4.2 Herakles Farms (SGSOC) land “negotiations” in Kupe Muanenguba Division:

Herakles Farms (SGSOC) is currently actively negotiating land in Kupe Muaneguba, with the Upper Balong,Bassosi and Bakossi communities. Herakles Farms (SGSOC) has entered into formal negotiations and signed MoUs with Talangaye, Ekita, Sikam, Sambaliba, Manyamen and Ebanga villages. The other neighboring villages of Betock, Badun, New Konye, Mungo Ndor, Bombe Konye and Ntale have so far adamantly refused to enter into any negotiation for land with Herakles Farms (SGSOC). Most of these villages claim that they have no land to concede to Herakles Farms (SGSOC). They have their own vision for the development of their community and want to keep some land aside for other uses or future opportunities.
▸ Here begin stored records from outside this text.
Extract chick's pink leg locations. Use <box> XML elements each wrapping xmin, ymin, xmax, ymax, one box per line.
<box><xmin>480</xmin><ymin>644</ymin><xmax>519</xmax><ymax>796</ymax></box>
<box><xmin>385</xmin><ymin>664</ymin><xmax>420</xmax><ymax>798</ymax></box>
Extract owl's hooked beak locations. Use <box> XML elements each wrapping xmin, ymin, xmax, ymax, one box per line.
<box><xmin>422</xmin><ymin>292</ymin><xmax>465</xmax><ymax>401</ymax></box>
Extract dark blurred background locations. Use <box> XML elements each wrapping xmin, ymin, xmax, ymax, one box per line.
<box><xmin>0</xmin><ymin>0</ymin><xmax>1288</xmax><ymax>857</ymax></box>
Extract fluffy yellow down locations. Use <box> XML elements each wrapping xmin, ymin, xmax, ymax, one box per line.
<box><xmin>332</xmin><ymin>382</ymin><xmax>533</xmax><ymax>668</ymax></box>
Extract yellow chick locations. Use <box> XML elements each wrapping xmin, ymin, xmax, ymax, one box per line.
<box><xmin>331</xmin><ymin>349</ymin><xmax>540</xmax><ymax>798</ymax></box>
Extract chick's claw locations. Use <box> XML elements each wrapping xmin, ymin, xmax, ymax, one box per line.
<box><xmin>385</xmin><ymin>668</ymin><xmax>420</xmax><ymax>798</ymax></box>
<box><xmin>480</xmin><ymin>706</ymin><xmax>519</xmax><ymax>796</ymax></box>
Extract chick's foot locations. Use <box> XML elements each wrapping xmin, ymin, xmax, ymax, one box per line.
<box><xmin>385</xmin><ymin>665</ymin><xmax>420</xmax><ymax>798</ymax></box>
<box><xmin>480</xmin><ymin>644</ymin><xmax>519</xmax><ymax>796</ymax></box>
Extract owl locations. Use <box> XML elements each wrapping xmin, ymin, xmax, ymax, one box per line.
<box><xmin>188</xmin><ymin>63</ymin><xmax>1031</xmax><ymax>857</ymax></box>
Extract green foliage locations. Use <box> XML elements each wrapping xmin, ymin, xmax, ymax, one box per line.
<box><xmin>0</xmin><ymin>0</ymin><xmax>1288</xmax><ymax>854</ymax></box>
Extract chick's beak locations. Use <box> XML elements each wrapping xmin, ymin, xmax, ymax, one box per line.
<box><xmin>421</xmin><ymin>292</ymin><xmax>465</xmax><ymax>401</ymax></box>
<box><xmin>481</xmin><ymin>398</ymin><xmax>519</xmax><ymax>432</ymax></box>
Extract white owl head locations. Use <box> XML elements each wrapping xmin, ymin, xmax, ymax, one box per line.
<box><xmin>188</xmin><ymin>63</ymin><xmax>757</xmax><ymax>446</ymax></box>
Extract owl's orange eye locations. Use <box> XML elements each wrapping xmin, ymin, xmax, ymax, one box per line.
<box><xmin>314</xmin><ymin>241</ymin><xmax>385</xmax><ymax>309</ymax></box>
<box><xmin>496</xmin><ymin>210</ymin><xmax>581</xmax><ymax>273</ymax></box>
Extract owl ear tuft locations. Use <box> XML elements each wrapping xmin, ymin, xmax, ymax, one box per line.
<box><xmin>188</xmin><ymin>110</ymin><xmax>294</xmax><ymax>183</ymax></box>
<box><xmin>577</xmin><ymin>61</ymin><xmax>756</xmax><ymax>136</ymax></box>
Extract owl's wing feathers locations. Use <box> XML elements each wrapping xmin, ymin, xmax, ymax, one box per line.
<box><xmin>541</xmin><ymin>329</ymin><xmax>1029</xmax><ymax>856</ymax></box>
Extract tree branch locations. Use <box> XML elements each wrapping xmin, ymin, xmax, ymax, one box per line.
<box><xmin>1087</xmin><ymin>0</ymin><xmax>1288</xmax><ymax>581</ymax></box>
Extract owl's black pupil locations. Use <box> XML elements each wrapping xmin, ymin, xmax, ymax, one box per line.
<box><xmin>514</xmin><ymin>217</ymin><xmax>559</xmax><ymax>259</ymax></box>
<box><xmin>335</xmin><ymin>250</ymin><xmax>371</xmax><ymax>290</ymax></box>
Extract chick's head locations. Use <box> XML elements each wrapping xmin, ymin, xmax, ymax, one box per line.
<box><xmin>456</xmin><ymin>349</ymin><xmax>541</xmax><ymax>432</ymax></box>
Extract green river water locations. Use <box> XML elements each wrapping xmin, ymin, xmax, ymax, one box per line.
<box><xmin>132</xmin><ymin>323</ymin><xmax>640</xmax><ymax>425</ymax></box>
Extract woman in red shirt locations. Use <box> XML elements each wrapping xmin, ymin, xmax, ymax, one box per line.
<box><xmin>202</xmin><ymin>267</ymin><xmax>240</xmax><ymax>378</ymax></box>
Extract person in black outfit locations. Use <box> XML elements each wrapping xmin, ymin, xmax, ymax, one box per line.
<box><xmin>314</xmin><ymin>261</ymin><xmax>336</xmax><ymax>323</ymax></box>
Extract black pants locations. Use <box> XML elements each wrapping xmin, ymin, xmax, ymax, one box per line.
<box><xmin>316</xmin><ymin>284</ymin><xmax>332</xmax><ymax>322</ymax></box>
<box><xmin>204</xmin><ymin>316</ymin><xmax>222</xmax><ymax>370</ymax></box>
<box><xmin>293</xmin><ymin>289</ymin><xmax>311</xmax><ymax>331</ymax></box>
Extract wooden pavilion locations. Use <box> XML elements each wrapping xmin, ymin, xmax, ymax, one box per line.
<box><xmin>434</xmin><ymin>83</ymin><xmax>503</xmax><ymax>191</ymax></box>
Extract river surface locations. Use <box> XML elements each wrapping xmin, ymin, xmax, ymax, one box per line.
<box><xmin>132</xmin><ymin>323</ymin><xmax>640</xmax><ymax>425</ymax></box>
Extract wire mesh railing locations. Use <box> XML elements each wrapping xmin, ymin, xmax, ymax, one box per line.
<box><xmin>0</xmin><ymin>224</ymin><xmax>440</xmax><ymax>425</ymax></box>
These villages are located along or close to the Kumba-Mamfe road axe which is a road of economic importance and is planned to be tarred as from this year.

Herakles Farms (SGSOC) has negotiated and signed MoUs for 3'147ha of land with Manyamen and Ebanga villages. Betock village found within the area under negotiation was not involved in the exercise. Herakles Farms (SGSOC) has also signed MoUs with Sikam for 4500ha and with Sambaliba for 1000ha of their most suitable village land. All these villages have been left with only few marginal lands and have requested to renegotiate with the company.

4.3 Herakles Farms (SGSOC) intervention in Ndian Division:

In Ndian division, Herakles Farms (SGSOC) is actively negotiating for land with the Batanga and Ngolo communities. They have entered formally into negotiation with Fabe, Lipenja 1&2, Bareka, Mokango and Masaka and Bima villages. Villages which have strictly refused Herakles Farms (SGSOC) project are include Meangwe, Mokange and Ndiba. Herakles Farms (SGSOC) have not yet approached all villages found in the Ndian block since the population is not really welcoming the project. The area is already quite densely populated and the topography not really favorable for their operations. Herakles Farms (SGSOC) will certainly enter very soon in negotiation with Babianbanga, Tombe, Banyu, Dienge, Mwangale and Mosanja villages where a big portion of “non permanent forest”2 can be found.

Herakles Farms (SGSOC) is currently negotiating huge expand of land around Mosongisele, Weke, Idibanyanga and Ngumu. The “Mosongisele (8000 ha) and Ngumu (3000 ha) concession3”is found at the direct periphery of Korup National Park. The concession is not leaving a single piece of land for Weke and Idibayanga villages’ expansion (see annex 2, map 3&4). Mosongisele and Ngumu communities are left only with a small portion of the Korup NP 3 km peripheral zone. This new development represents a direct threat to KNP since the only land left aside to the community is within the 3 km peripheral zone of the KNP (see annex 2, map 5). Apparently Mosongisele village is negotiating 1600 ha additional land to be developed by the company as small holder scheme. If this is confirmed, it will be developed within the KNP 3km peripheral zone. The concession is also overlapping with the KNP 3km peripheral zone which in an inter-ministerial meeting on 28/10/2010 between MINFOF, MINEPAT, MINDAF and MINADER was excluded for the SGSOC project.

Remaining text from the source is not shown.